この作品の魅力は、ウォール街の実業家とコールガール、そして二人を包むビバリーヒルズはロデオドライブというところにあります。コールガール役はジュリア・ロバーツ。彼女の出世作と言えるでしょう。その通り、ゴールデングローブでは主演女優賞を受賞し、アカデミーにもノミネートされています。当初予定されていたメグ・ライアンやミッシェル・ファイファーでは想像が出来ない。オーディションで選ばれたジュリア・ロバーツだったから、ハリウッドでの出会いも、プリンスを口ずさむジャグジーのシーンも、ピアノでの情事も、誰とHはしても「好きな人としかキスはしない」という台詞も、そしてあの真っ赤なドレスもよかったのだと思います。

高校生だった自分にとって、最初にこの作品がくれたのは音楽の衝撃でした。当時、ケニー・ロギンスやコリー・ハート、Breatheを聞いていた自分は、洋楽のライナーノーツを何度も読んでは、アメリカやイギリスにいる自分を妄想し、まだ知らない世界に、無限で幼い憧れを抱いておりました。この作品の中には、数々の世界観を支える音楽があります。ロイ・オービソンの「プリティ・ウーマン」だけではなく、レッチリ、デヴィッド・ボウイ、ロバート・パーマー…数々の名曲が80年代の総決算のように、そしてここから始まる90年代へエネルギッシュに向かうように、この映画の中に散りばめられております。その中の一曲、自分の忘れられない一曲が、スウェーデン出身のロクセットが歌う「It Must Have Been Love」でした。

昨年12月、ボーカルのマリー・フレデリクソンさんが亡くなったというニュースが走りました。会ったことはないのですが、自分の記憶のどこかにいる人がいなくなってしまったようで、その日はそのニュースを寂しく読んで、久々にこの曲を聞きました。

人生は真っすぐ明日に進んでいくと思っています。ただ立っていられるのは今日というだけで。でも、音楽や映画を見たときに、確かに記憶はタイムトラベルをするし、そして感情は、その時間から何かを触って、現代に戻ってきます。

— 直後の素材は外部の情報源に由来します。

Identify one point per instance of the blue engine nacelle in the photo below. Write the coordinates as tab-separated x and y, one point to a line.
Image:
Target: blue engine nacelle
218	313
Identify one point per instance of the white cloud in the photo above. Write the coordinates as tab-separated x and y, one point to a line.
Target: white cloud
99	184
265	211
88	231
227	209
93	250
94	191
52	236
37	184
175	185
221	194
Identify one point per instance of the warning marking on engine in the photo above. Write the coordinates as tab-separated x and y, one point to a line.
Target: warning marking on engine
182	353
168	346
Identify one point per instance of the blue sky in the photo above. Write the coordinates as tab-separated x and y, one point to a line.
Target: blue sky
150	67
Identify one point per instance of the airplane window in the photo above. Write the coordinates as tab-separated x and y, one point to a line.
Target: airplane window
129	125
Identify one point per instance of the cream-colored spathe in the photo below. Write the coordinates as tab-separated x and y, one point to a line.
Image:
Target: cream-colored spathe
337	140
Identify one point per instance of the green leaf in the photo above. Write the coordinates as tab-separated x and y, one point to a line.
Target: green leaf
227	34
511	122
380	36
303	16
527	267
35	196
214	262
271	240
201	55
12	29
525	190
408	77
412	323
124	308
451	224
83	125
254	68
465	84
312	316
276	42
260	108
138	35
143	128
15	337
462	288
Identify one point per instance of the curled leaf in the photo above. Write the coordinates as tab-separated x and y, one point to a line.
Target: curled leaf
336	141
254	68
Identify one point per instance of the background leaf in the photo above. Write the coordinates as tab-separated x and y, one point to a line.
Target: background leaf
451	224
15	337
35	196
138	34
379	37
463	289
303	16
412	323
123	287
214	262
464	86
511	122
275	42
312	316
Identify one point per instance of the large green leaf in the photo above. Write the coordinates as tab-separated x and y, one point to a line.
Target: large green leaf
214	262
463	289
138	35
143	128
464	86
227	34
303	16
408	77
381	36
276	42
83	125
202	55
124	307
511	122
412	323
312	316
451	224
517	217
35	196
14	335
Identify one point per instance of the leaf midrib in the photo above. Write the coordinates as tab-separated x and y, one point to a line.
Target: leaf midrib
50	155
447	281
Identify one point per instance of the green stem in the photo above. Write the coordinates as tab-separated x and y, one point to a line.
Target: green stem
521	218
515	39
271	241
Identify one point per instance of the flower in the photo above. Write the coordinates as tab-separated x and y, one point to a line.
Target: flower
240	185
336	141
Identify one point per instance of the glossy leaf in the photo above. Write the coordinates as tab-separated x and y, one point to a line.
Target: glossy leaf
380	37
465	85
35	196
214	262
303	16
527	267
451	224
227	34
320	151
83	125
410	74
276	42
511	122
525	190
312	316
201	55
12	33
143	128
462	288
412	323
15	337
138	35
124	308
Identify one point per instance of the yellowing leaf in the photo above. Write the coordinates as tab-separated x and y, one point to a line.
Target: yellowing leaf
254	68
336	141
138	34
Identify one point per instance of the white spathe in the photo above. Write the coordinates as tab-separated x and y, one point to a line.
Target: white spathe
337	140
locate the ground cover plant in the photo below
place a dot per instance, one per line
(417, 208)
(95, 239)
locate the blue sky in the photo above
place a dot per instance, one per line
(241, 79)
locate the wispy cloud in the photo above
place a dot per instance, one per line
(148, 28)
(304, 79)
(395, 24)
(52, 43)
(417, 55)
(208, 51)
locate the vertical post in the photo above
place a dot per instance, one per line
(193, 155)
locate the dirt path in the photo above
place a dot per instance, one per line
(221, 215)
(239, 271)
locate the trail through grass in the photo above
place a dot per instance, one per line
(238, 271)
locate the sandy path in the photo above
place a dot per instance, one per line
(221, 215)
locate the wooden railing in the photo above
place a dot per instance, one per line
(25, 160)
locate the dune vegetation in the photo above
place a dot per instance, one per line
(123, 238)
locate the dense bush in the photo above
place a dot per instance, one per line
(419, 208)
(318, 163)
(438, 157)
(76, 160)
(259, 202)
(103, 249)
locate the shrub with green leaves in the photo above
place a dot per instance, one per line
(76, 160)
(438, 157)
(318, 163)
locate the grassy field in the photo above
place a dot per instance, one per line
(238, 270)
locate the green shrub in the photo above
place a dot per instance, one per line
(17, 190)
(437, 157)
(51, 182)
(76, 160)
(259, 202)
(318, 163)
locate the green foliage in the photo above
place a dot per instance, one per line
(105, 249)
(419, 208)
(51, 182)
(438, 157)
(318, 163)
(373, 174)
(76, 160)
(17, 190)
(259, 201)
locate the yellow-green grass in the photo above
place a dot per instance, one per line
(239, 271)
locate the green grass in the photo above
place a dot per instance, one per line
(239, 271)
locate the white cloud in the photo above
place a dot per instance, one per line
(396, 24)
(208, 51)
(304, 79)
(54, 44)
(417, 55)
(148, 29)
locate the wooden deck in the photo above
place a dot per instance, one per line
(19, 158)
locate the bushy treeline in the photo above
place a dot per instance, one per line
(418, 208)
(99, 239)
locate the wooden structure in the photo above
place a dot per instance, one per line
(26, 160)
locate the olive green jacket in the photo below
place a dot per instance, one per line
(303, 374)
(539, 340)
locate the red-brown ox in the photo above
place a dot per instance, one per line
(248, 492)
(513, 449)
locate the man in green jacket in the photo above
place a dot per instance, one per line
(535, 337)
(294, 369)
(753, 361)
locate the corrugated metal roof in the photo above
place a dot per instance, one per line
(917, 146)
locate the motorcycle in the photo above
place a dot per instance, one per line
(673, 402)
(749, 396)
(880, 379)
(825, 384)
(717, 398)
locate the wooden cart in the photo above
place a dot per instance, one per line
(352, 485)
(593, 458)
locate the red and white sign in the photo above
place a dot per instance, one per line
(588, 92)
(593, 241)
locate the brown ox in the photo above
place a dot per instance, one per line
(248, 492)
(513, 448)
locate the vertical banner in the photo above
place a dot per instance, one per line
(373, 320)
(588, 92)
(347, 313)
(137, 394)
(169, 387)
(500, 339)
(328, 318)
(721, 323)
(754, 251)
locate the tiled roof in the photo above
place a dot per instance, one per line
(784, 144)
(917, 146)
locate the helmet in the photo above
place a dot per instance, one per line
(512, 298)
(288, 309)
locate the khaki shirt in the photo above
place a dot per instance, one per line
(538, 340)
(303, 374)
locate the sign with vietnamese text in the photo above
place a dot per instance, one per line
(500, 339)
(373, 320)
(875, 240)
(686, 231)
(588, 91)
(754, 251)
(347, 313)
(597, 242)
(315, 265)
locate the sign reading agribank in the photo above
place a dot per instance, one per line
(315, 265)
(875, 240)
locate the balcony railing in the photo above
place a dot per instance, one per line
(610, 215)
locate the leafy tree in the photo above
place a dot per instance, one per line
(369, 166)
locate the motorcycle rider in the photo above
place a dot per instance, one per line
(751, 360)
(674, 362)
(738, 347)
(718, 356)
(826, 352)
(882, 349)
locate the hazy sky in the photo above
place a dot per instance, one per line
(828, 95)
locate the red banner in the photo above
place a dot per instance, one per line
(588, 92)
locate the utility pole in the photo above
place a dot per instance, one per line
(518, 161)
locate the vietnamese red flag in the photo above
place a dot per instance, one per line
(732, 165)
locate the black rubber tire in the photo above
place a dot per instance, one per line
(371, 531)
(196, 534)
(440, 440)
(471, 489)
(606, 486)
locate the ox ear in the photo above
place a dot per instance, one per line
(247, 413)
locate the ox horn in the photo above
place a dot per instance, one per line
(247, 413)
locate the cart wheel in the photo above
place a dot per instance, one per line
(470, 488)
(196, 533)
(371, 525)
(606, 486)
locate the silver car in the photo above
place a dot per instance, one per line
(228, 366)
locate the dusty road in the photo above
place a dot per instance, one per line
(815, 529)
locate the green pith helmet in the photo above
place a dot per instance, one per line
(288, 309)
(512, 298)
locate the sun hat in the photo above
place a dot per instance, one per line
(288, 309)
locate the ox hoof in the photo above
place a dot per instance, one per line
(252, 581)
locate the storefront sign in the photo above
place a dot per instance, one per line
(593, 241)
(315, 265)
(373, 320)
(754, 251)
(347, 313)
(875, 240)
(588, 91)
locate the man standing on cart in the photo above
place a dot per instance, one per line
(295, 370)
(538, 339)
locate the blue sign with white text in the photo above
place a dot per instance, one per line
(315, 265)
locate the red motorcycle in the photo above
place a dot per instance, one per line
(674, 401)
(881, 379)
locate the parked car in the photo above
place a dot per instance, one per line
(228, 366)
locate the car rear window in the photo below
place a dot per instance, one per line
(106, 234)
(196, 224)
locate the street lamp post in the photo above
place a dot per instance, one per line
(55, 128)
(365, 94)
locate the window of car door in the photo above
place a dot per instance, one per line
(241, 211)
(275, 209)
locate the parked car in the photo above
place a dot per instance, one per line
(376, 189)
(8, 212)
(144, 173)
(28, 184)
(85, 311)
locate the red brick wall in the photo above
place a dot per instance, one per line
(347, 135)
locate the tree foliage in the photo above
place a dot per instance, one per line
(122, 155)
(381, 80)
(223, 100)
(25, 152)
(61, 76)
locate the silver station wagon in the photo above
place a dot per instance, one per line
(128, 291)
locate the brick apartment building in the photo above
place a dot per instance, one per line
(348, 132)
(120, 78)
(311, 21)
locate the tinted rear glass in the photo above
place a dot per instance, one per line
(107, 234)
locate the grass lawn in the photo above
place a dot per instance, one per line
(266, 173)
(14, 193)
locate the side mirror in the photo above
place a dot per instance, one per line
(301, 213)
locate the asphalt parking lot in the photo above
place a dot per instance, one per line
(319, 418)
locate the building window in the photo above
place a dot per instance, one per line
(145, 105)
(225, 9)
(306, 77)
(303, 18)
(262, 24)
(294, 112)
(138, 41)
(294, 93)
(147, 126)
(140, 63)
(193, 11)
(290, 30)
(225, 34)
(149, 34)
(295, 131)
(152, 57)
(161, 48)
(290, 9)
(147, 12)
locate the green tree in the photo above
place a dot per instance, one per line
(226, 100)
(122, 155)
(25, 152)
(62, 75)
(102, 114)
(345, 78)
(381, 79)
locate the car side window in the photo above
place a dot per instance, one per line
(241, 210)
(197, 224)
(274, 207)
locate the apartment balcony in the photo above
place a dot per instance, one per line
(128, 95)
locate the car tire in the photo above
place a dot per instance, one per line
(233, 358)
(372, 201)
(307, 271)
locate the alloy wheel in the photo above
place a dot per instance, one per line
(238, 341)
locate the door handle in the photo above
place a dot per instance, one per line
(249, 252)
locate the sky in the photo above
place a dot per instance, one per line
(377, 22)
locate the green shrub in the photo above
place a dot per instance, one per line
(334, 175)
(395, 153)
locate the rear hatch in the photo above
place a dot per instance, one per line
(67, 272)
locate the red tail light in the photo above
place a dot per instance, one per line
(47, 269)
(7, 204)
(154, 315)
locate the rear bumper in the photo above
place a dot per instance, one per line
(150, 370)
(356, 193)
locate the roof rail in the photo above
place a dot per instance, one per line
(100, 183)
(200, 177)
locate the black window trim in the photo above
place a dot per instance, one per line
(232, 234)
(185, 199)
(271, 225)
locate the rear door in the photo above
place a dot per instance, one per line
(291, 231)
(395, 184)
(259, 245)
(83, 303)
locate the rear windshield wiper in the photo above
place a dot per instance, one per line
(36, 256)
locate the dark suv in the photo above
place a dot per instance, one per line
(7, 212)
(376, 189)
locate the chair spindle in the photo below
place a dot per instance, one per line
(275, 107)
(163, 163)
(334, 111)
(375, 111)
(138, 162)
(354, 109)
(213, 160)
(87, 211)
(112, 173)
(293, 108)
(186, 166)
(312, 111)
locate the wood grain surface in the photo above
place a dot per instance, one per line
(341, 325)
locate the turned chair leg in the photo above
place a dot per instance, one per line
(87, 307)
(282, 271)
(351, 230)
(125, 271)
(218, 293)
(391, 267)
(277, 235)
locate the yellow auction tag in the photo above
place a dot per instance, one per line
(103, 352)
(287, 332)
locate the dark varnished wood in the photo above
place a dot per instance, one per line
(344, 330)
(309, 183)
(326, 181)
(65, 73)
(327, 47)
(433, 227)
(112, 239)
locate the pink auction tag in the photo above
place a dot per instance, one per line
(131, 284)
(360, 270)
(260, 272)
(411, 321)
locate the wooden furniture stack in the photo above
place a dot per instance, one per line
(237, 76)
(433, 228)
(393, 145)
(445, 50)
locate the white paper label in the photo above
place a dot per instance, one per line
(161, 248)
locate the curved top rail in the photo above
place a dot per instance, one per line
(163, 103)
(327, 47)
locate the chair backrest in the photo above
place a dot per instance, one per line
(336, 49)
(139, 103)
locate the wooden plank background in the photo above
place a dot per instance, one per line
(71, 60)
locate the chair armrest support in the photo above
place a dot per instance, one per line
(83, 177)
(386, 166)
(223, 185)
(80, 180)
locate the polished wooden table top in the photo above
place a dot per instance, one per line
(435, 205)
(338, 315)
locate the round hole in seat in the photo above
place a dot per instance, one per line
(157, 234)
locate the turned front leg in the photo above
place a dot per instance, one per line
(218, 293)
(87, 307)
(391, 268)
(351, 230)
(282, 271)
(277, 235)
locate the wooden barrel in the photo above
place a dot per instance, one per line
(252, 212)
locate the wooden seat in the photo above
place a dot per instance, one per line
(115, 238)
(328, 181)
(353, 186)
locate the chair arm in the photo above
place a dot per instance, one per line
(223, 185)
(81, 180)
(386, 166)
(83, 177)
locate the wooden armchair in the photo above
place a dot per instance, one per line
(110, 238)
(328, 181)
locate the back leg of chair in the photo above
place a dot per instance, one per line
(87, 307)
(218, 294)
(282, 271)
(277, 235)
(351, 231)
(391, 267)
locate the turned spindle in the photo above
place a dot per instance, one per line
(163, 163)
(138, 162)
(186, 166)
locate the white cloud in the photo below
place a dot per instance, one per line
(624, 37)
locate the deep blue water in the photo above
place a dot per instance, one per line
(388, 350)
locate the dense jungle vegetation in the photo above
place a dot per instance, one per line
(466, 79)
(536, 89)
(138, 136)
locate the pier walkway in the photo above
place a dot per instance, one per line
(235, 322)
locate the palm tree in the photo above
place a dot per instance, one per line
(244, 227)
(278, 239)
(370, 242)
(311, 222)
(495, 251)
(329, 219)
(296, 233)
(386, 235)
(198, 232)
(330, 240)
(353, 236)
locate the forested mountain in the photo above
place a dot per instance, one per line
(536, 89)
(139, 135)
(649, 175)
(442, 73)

少し前、小倉淳さんの大学の授業でお話させて頂いた時、学生にどの映画を勧めるかと聞かれた時も、この作品をお伝えしました。一生懸命勉強して、しっかり社会も恋愛も見極めて、流されず。でも心の中で「プリティ・ウーマン」のようなシンデレラストーリーを忘れないで欲しいと伝えた事があります。

なぜか?…それは、必ず起きるから、とでも答えておきましょうか。